Understanding predictors of clinical remission would assist in clinical management of peanut allergy.


We sought to determine the early clinical predictors of peanut allergy remission using a longitudinal cohort of young children with peanut allergy.


Consecutive patients less than 2 years of age with peanut allergy were identified on the basis of skin prick test (SPT) wheal size of 95% positive predictive value or greater. Baseline SPT responses to peanuts, tree nuts, and sesame and serum peanut-specific IgE antibody levels were documented, and follow-up studies were conducted at 1- to 2-year intervals for up to 8 years. Peanut food challenges were performed when SPT responses decreased to less than the 95% positive predictive value for peanut allergy.

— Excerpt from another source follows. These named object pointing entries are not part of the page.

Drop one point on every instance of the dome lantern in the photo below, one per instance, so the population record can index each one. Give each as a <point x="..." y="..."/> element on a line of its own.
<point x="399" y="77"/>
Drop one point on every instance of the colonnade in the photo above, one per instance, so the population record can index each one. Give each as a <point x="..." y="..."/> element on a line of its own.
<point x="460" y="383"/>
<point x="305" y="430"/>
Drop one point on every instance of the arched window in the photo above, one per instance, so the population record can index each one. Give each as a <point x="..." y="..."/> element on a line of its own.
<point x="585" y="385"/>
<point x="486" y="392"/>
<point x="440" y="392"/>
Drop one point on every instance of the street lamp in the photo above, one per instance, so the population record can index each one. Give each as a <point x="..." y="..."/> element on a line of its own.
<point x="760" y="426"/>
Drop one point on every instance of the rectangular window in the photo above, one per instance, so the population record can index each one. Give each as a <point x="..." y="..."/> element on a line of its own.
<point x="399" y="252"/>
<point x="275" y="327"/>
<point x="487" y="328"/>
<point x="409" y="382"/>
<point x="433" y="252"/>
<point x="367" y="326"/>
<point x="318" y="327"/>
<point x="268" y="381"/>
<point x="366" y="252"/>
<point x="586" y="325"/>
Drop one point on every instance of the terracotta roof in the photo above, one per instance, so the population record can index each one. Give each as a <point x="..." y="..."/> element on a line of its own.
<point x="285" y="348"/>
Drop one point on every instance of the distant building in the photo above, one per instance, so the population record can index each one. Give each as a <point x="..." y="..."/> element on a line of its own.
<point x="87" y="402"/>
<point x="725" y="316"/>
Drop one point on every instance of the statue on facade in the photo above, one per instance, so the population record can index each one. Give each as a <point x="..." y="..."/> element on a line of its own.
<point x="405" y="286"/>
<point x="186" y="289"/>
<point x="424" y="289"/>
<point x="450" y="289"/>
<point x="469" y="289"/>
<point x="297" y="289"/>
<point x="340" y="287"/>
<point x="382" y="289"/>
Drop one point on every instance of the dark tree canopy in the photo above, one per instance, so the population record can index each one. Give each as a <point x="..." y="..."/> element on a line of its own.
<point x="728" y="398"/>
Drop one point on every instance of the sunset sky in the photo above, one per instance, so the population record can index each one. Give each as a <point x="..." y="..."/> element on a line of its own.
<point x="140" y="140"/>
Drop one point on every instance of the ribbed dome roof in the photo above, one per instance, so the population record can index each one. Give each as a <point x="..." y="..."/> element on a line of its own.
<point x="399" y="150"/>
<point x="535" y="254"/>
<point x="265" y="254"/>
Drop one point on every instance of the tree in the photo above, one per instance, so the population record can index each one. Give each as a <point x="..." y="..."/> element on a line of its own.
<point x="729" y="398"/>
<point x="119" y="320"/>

SPT wheal diameters to peanut extract of 6 mm or greater (hazard ratio, 2.16; 95% CI, 1.23-3.786; P = .008) and peanut-specific IgE antibody of 3 kUA/L or greater (hazard ratio, 2.74; 95% CI, 1.13-6.61; P = .025) before the age of 2 years were independent predictors of persistent peanut allergy. Mean SPT wheal diameters of nonremitters increased (r = 0.31, P < .001), whereas those of remitters decreased (r = -0.26, P = .002) between 1 and 4 years of age. Twenty-one percent of young children with peanut allergy became clinically tolerant by age 5 years.


Remission of peanut allergy can be predicted by low levels of IgE antibodies to peanut in the first 2 years of life or decreasing levels of IgE sensitization by the age of 3 years.